Why understand the lifecycle
In k8s a pod is the atom of a deployment: one or more containers with a
shared network/IPC namespace and volumes. Between the moment of
kubectl apply and the final Running state, a pod passes through a chain
of states, and any of them can fail. Once you know the lifecycle, you can
diagnose "why it won't start" / "why it keeps restarting" /
"why it can't shut down gracefully" in a minute.
Phases, the .status.phase field
A pod has exactly one phase:
| Phase | What it means |
|---|---|
| Pending | accepted by the API, not Running yet. Could be scheduling, image pull, or init containers. |
| Running | scheduled on a node, at least one container is started. Does not mean all of them pass readiness. |
| Succeeded | all containers finished with exit 0 (for Job/CronJob) |
| Failed | at least one container finished with a non-zero code and will not be restarted |
| Unknown | kubelet could not report the status (node crashed, network split) |
The phase is too coarse. The real state lives in .status.conditions.

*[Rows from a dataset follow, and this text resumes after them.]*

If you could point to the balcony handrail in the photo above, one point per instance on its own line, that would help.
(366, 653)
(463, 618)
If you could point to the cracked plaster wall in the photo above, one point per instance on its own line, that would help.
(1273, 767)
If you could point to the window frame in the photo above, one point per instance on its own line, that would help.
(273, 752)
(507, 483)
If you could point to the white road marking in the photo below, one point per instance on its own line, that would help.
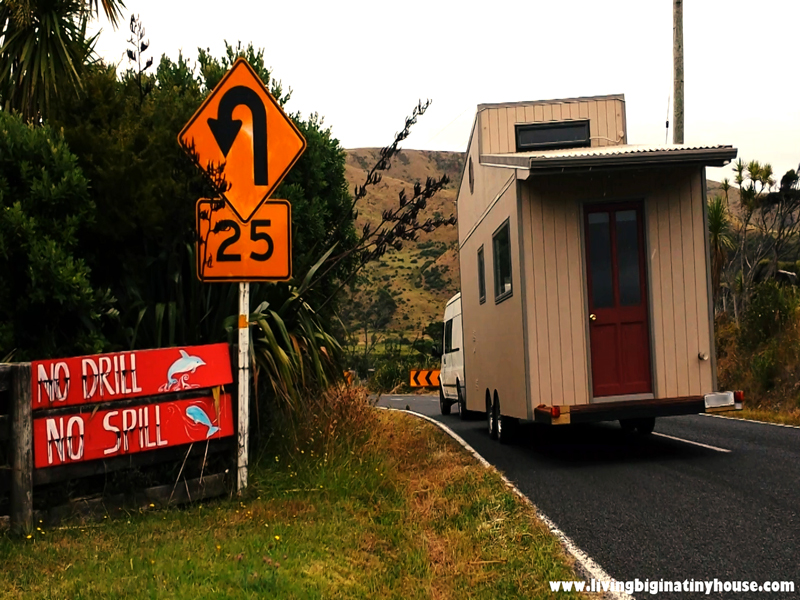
(671, 437)
(750, 421)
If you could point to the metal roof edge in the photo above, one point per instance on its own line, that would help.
(718, 156)
(554, 101)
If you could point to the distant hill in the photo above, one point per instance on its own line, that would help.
(425, 274)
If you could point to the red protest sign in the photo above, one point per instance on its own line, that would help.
(122, 375)
(74, 438)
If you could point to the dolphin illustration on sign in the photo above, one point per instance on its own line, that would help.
(198, 415)
(185, 365)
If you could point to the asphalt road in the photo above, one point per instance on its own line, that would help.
(655, 507)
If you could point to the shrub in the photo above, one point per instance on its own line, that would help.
(48, 306)
(771, 307)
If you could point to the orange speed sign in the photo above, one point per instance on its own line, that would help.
(229, 249)
(241, 129)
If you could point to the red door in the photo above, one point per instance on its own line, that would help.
(618, 323)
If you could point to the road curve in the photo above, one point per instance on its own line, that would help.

Conditions, the detailed picture
status:
phase: Running
conditions:
- type: PodScheduled
status: "True"
lastTransitionTime: "..."
- type: Initialized
status: "True" # all init containers OK
- type: ContainersReady
status: "True" # all main containers ready
- type: Ready
status: "True" # = ContainersReady && readiness probe pass
- PodScheduled means the scheduler found a node
- Initialized means the init containers finished with exit 0
- ContainersReady means all main containers passed the readiness probe
- Ready means the pod can receive traffic (it is added to Service endpoints)

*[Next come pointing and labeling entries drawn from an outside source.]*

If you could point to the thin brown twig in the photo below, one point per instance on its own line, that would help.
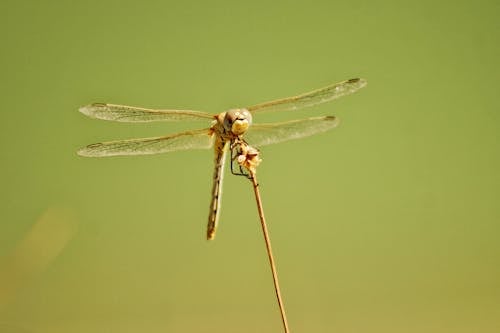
(269, 251)
(248, 157)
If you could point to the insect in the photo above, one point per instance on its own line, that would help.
(227, 130)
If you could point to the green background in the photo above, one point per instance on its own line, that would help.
(389, 223)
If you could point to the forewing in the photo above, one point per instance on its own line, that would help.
(315, 97)
(199, 139)
(266, 134)
(126, 113)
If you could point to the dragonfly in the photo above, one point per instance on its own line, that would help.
(227, 129)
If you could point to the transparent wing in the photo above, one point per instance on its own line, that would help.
(199, 139)
(315, 97)
(126, 113)
(266, 134)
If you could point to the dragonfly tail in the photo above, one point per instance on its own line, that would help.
(214, 212)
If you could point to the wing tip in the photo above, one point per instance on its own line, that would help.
(89, 151)
(358, 81)
(89, 110)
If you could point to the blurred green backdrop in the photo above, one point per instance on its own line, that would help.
(390, 223)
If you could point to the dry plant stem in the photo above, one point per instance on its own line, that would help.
(269, 251)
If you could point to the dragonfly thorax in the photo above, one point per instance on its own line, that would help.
(237, 121)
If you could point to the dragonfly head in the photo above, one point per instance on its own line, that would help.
(237, 121)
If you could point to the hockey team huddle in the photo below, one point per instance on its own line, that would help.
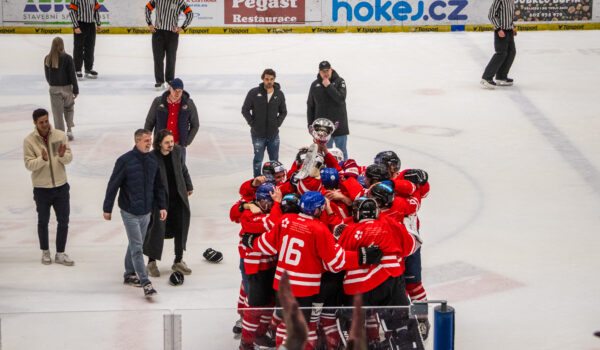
(337, 229)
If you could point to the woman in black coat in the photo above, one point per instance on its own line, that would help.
(178, 185)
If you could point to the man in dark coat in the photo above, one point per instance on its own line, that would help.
(327, 99)
(175, 111)
(178, 184)
(137, 179)
(264, 109)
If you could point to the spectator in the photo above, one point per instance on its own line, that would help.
(46, 152)
(178, 185)
(60, 75)
(264, 109)
(137, 178)
(175, 111)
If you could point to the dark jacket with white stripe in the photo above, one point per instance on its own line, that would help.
(167, 13)
(502, 13)
(264, 117)
(329, 102)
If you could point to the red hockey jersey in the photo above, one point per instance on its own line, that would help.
(258, 224)
(306, 249)
(370, 232)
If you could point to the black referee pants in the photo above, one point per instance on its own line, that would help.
(164, 43)
(503, 58)
(84, 46)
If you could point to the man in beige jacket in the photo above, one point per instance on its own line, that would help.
(46, 152)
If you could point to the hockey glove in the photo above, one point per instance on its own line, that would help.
(369, 255)
(213, 255)
(247, 239)
(416, 176)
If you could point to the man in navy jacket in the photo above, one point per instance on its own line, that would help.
(137, 178)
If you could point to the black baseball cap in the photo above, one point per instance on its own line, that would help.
(324, 65)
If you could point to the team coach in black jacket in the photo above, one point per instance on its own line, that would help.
(265, 110)
(327, 99)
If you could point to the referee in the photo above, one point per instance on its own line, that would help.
(165, 35)
(86, 22)
(501, 15)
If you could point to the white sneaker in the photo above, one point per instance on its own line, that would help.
(504, 82)
(62, 258)
(46, 260)
(153, 269)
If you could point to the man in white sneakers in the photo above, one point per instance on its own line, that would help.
(46, 152)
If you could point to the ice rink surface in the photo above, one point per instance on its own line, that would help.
(511, 226)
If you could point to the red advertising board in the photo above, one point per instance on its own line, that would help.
(264, 12)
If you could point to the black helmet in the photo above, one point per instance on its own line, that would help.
(290, 203)
(270, 168)
(364, 208)
(383, 195)
(388, 158)
(377, 173)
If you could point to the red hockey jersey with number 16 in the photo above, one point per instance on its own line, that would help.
(306, 249)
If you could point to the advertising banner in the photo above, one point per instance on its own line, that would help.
(553, 10)
(264, 12)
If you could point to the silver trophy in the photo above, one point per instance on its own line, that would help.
(321, 129)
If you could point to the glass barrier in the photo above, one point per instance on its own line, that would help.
(97, 330)
(387, 328)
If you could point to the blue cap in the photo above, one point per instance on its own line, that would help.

A pod can be Running but not Ready, which is normal during startup or after a liveness probe failure.
Init containers
Containers in spec.initContainers run sequentially BEFORE the main
ones, and each must exit 0:
apiVersion: v1
kind: Pod
spec:
initContainers:
- name: wait-for-db
image: busybox
command: ['sh', '-c', 'until nc -z db 5432; do sleep 1; done']
- name: migrate
image: myapp:v1
command: ['./migrate']
containers:
- name: app
image: myapp:v1
Semantics:
- If an init container fails, the pod restarts from the first init container
restartPolicy: Alwaysfor the pod does not apply to init (init always restarts on failure)- Init containers can have their own resources and securityContext
Use cases:
- Wait for dependencies (DB, configmap)
- DB migrations
- Permissions fix on a mount (chown /data before the main process)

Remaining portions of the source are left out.